L'Association climatique de Moyenne Garonne (ACMG), basée à Sainte-Colombe-en-Bruilhois, a vécu un tournant jeudi 23 avril dans une ambiance chaleureuse, jugée "bien trop chaude pour un mois d'avril". Lors de cette assemblée générale, des changements à la tête de l'association ont été actés, sans pour autant dévier de ses missions fondamentales : la lutte contre le réchauffement climatique et la préservation des ressources en eau.
Un pionnier de la lutte climatique passe la main
Jean-François Berthoumieu a quitté la direction de l'ACMG, une structure qu'il a rejoint dès 1977. À l'époque, il volait dans les nuages pour étudier les moyens de lutter contre la grêle, fléau des cultures. Un voyage d'études au Canada l'a convaincu de la réalité du réchauffement climatique, mais à son retour en France, il a constaté un manque d'intérêt général. Il a alors intégré l'ACMG et son réseau d'agriculteurs, qui effectuaient des relevés, pour étayer ses observations.
Des sujets préoccupants et des innovations
Son équipe s'est emparée de problématiques telles que le gel, l'asphyxie racinaire, les lacs de nouvelle génération ou la sécheresse. C'est d'Allemagne qu'ils ont rapporté l'idée des filets antigrêle, "taxée de connerie à l'époque", plaisante-t-il. Berthoumieu avait également alerté, quelques jours avant, sur la probabilité d'inondations d'ampleur en février dernier.
Une nouvelle direction tournée vers l'avenir
Il passe désormais le relais à Agathe Olive-Gago, directrice adjointe depuis deux ans, qui s'entoure d'une jeune équipe où les femmes sont nombreuses. "L'idée est d'agir collectivement pour l'adaptation au réchauffement climatique, et de sensibiliser un maximum d'acteurs, de collectivités, d'agriculteurs au plus près de nos territoires", a-t-elle précisé.

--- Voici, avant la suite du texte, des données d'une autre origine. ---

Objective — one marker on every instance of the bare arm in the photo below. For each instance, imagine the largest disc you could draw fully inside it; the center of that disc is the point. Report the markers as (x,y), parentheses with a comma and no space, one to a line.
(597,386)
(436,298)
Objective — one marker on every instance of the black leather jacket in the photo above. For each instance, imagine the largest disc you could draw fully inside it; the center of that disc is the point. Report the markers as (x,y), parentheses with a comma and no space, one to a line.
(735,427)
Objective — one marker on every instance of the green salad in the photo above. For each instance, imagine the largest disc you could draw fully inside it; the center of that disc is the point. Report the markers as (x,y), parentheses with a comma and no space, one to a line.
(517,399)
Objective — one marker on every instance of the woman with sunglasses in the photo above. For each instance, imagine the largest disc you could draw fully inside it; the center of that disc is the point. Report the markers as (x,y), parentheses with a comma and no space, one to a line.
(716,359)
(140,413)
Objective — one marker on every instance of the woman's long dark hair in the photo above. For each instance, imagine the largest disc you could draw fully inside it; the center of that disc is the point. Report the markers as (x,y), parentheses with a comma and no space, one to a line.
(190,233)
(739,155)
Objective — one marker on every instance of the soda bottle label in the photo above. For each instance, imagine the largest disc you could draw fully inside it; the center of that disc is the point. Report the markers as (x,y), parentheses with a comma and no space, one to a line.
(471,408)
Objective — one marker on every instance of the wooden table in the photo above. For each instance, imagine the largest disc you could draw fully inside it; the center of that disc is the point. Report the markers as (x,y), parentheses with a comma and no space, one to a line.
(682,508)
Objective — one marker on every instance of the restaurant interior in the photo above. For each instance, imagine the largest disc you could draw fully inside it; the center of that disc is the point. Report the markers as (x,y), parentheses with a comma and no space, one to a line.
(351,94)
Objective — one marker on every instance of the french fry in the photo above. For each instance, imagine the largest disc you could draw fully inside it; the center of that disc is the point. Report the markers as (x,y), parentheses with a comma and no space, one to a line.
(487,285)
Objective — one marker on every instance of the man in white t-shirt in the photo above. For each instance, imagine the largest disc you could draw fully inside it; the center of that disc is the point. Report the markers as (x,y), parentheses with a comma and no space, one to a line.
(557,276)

Un président actif malgré la retraite
Jean-François Berthoumieu, pilote de planeur, reste toutefois un retraité actif. À l'issue de l'assemblée générale, il devient président de l'ACMG, succédant à Claude Crouzet qui occupait ce poste depuis sept ans. "Je proposerai des solutions pour mieux utiliser l'eau bleue du ciel pour en faire de l'eau verte, et j'espère qu'il existera un consensus politique pour revoir la loi sur l'eau de 2006, ce qui est indispensable et urgent", assure le nouveau président.